All of the performers we’ve mentioned so far have been extremely good when it comes to playing human (or at least humanoid) characters. Frank Welker, however, is not bound by only voicing characters that can talk. Some of his best performances have been Apu the monkey and Rajah the tiger in Aladdin, since he was fully believable as animals instead of just a human imitating them. He was even convincing as the cricket character Cri-kee in Mulan. When it comes to characters that can talk, he has been Fred Jones in pretty much every version of Scooby-Doo since 1969 – even in parodies, such as the ones done on Family Guy. He was the voice of the villain Megatron from the 1980s cartoon Transformers and made enough of an impression on fans that, after Hugo Weaving played the character in the 2007 film, Hasbro still had him voice the character for the Transformers games to appease the fans.

In 2011, Welker received a rather backhanded honor. When you took all the movies where he voiced either a speaking character or a regular animal, his performances made him the most successful actor ever, with grosses above six billion dollars. That’s not even counting all the money that had been made from his hundreds of roles on television. But the Guardian article that reported that still called him, “the most successful Hollywood actor you’ve never heard of.” Still, by voice actor standards, that’s probably quite an achievement.

2. Billy West

General audiences were first introduced to Billy West on the Howard Stern for several years, starting in 1989 and ending in 1995. By the time he left that show, he’d landed new jobs voicing both the titular characters in the Nickelodeon cartoon Ren & Stimpy and on the show Doug. He became the new voice of many of the most prominent Looney Tunes characters, such as Bugs Bunny and Elmer Fudd, including in the hit 1996 blockbuster Space Jam. He’s also the voice of the Cheerios bee in that company’s many, many commercials.

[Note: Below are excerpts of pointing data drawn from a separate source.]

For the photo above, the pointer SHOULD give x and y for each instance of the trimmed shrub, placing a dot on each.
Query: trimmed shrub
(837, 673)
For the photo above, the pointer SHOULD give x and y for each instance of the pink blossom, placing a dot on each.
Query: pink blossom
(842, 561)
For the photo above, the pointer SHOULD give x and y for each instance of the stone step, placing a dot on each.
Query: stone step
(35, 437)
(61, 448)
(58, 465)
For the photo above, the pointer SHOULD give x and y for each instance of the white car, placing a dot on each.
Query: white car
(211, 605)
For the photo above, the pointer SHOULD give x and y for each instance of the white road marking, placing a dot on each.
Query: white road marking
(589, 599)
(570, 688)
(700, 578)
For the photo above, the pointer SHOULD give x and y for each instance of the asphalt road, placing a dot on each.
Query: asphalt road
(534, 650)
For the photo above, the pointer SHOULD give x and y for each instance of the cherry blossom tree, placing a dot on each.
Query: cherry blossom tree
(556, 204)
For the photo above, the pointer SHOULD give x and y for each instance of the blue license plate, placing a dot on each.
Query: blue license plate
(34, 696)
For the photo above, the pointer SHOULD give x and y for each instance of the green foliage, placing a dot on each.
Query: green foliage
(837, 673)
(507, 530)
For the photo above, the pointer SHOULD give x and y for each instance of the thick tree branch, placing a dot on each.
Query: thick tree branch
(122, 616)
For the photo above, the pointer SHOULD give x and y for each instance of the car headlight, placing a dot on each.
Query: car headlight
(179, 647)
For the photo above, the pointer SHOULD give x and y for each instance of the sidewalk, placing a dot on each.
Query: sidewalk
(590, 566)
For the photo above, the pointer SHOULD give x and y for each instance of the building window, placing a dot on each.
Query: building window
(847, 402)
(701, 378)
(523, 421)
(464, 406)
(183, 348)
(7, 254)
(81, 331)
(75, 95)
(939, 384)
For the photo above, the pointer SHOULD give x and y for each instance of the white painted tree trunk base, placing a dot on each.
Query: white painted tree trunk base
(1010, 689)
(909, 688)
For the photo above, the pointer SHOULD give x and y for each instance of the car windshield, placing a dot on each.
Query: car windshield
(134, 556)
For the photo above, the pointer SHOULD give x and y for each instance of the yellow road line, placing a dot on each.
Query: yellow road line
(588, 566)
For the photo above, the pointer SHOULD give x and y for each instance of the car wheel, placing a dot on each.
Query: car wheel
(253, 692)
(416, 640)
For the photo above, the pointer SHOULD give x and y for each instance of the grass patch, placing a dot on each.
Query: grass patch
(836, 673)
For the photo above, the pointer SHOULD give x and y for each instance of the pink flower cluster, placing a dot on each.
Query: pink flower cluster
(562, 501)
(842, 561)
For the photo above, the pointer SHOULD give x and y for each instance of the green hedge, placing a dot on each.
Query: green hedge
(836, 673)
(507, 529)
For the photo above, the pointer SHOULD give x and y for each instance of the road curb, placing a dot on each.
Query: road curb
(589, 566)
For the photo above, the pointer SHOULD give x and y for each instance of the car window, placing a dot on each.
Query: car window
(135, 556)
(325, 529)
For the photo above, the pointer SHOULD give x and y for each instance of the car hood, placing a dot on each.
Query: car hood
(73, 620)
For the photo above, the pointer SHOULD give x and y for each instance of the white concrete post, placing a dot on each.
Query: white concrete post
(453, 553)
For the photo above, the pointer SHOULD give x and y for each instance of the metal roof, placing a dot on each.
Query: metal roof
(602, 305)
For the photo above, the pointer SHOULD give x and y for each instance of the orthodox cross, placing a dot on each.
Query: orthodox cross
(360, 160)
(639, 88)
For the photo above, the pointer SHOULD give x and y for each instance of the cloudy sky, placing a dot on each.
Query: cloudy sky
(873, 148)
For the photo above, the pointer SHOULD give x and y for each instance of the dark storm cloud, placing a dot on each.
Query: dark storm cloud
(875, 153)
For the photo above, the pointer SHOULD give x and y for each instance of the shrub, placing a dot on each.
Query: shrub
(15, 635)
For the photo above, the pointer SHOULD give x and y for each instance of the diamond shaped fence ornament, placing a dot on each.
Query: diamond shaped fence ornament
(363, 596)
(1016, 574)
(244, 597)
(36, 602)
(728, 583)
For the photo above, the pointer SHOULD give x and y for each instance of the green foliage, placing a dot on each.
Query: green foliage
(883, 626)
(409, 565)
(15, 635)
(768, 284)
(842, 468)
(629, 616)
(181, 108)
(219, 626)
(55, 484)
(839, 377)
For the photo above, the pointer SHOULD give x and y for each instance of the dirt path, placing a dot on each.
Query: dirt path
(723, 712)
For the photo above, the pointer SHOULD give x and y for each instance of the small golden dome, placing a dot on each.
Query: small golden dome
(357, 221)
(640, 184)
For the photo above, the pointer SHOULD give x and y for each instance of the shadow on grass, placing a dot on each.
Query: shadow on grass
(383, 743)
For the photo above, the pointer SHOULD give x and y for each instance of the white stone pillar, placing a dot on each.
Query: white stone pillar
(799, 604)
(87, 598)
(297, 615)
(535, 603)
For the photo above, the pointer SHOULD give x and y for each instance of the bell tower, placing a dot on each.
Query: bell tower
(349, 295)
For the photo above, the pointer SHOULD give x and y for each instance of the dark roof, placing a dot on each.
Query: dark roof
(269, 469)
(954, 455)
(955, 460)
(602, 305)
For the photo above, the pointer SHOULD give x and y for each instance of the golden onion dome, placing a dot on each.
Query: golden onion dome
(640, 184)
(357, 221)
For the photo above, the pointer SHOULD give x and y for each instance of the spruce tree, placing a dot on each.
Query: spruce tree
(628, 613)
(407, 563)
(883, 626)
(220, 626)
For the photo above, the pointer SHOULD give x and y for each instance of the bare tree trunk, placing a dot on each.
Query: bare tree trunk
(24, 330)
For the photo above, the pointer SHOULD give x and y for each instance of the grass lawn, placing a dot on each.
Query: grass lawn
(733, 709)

These days, he’s best known for starring in Futurama, along with John DiMaggio, in dozens of parts on the show. If you didn’t know better, you would never guess that protagonist Phillip J. Fry, Professor Farnsworth, and Dr. Zoidberg were all voiced by the same person (incidentally, his Fry voice is by far the closest to his real one).

1. Mel Blanc

As “The Man with a Thousand Voices,” Mel Blanc is the best known, most influential, and most respected of all voice actors. It was pretty much because of him that we know today who voice actors are for cartoons, instead of that being a secret (since studios like Warner Bros tried to suppress the names of voice actors in the hope of keeping their cartoons more believable). Since he was the original voice for Looney Toons characters ranging from Bugs Bunny to Tweety Bird to Elmer Fudd, he was able to get a screen credit. Of course, he wasn’t all that benevolent: he was the only onewho got a credit, and made sure of that.

In the ’60s, he was the original performer for numerous famous characters for Hanna-Barbera, such as Barney Rubble on The Flintstones and Cosmo Spacely on The Jetsons. These characters were so important to him that there’s a famous story saying that, after a horrible car wreck in 1961 left him in a semi-comatose state, the doctors were only able to get a response from him after a few weeks by addressing him as Bugs Bunny, prompting him to respond (while semi-conscious), “Myeeeeh. What’s up, Doc?”